Apr 20, 2015

Introducing Emilie Poulsson

Emilie Poulsson is my new friend. I first became familiar with her name because she wrote the words to some of songs in the American adaptation of Froebel's Mother Play songs. Now I am learning her finger plays with my children, which are so delightful. In that light I wanted to learn more about her so I'm reading her "Love and law in child training, A book for Mothers". This is good stuff!  Yet in spite of the legacy of written work she has left us, we are largely unfamiliar with her work today, aside from her most famous poem, which I have indeed seen on posters in libraries:
"Books are keys to wisdom's treasure;
Books are gates to lands of pleasure;
Books are paths that upward lead;
Books are friends. Come, let us read."
(source, Wikipedia )

 I highly recommend her work.  She was well read, highly educated, and her love for early childhood education make her a relevant model for this blog.

From her book, "Love and Law in Child Training", from the first chapter, “How Play Educates the Baby”:

“Hardly you seem a Life at all,
Only a Something with hands and feet:
Only a feeling that things are warm,
Only a longing for something to eat.”
J.W. Chadwick

That is baby as he manifests himself at first. The newly born infant must adjust himself, so to speak, to the conditions of existence. Heart, lungs, food system, brain,-- must all become accustomed to their proper exercise. Air and food, warmth and sleep, will adequately cherish the physical life, and the vital functions are soon established.

But baby is more and other than the soft, rosy body, to be flannel-wrapped and milk-fed; not

“Only a Something with hands and feet,”

but Somebody, a person, man in embryo. The true mother discerns that he has other than bodily needs; and from his first drawing of breath, if she begin no farther back, by faith in that of which there is no sign, by mother instinct, she addresses herself to the delicate task of supplying spiritual nourishment. What is as yet unmanifested by the child must be nurtured in the child.
It is for this, -- although often (perhaps as a usual thing) unwittingly,-- that she croons her bits of song over the unconscious darling; for this, that

“her quick embrace
Presses his hand and buries his face
Deep where the heart throbs sing and swell,
With a tenderness she can never tell,
Though she murmur the words
Of all the birds,--
Words she has learned to murmur well.”
J.G. Holland

She also wrote the lyrics to this song from the "Mother Play" collection.

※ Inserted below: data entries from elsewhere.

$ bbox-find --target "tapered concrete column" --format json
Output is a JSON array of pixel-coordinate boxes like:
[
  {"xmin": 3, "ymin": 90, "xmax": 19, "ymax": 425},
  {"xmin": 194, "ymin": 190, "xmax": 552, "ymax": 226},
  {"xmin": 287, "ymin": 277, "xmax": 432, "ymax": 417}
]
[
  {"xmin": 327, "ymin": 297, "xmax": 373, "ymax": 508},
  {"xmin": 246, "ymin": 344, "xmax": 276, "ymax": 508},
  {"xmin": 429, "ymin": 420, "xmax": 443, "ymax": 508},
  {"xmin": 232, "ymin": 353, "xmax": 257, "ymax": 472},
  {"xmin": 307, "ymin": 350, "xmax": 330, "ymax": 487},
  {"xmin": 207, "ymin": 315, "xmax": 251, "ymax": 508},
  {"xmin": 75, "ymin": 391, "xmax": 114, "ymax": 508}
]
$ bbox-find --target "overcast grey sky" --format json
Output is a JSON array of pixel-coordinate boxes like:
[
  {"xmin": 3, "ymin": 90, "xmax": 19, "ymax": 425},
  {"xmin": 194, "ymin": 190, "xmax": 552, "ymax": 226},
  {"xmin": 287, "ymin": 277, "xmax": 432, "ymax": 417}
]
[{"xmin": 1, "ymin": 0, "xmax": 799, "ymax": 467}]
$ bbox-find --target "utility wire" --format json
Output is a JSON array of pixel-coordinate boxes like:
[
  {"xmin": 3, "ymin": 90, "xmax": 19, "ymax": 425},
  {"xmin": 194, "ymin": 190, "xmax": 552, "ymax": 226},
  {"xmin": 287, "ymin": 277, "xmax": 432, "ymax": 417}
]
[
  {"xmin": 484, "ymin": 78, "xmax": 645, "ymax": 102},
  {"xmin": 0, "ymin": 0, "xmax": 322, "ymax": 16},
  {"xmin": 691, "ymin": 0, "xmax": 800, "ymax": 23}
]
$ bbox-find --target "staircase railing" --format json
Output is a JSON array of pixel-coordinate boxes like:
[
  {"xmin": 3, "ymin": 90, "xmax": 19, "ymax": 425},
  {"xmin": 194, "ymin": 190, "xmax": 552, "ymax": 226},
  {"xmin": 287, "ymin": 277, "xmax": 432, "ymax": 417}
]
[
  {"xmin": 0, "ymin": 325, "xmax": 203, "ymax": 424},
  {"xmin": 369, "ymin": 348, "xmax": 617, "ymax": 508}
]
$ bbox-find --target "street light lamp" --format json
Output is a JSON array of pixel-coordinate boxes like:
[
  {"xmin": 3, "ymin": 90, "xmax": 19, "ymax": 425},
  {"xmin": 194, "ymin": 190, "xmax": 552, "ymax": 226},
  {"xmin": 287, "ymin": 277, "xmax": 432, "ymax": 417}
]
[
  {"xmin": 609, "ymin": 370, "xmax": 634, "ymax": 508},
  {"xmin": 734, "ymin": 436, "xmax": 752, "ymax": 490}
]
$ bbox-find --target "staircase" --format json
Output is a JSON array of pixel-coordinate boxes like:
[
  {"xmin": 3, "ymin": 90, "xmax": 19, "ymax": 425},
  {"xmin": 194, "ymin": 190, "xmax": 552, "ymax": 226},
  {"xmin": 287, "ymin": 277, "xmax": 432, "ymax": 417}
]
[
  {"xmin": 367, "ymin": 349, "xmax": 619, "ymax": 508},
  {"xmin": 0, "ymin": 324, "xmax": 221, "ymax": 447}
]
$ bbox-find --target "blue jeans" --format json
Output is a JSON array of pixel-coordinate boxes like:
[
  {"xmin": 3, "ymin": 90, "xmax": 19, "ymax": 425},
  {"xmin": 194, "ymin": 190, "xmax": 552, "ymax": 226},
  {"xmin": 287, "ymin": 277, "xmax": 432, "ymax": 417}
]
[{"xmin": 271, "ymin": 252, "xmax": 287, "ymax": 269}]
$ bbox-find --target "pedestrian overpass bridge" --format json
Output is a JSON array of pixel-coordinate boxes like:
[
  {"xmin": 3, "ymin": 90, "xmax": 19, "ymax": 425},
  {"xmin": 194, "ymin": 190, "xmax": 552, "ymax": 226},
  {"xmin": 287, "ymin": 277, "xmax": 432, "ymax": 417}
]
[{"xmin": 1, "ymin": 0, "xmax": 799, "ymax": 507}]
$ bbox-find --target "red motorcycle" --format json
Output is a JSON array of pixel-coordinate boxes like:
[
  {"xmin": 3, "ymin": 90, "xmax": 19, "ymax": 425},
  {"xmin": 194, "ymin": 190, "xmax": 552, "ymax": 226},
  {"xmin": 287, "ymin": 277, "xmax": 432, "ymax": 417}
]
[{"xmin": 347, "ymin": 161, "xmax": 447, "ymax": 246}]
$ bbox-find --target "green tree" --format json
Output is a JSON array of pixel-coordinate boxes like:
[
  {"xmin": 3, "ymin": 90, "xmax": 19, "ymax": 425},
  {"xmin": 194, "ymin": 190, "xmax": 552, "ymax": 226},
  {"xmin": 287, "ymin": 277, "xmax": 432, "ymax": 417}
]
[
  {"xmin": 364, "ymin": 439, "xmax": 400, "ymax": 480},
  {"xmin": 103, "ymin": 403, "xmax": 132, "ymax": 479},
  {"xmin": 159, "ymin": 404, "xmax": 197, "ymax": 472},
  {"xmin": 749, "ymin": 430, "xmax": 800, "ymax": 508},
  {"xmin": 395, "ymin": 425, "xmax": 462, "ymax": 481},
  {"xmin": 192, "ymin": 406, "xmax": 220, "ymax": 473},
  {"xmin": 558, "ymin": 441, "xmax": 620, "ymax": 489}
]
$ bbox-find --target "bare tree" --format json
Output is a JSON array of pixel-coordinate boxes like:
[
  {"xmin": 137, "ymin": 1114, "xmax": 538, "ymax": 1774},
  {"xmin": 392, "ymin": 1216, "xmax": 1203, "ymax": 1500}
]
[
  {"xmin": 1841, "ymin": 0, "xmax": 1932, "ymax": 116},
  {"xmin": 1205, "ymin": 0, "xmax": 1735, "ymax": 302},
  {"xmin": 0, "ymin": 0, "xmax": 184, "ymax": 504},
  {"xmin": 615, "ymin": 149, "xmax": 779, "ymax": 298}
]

But we especially love her finger plays. Our hands have become little people, cats chasing mice, baby chickens hatching, growing plants, bridges, water mills, and so many other things. 

“What a child imitates,” says Froebel, “he begins to understand. Let him represent the flying of birds and he enters partially into the life of birds. Let him imitate the rapid motion of fishes in the water and his sympathy with fishes is quickened. Let him reproduce the activities of farmer, miller and baker, and his eyes open to the meaning of their work. In one word let him reflect in his play the varied aspects of life and his thought will begin to grapple with their significance.”


 Get to know her, get to know her work, and she will be your friend too!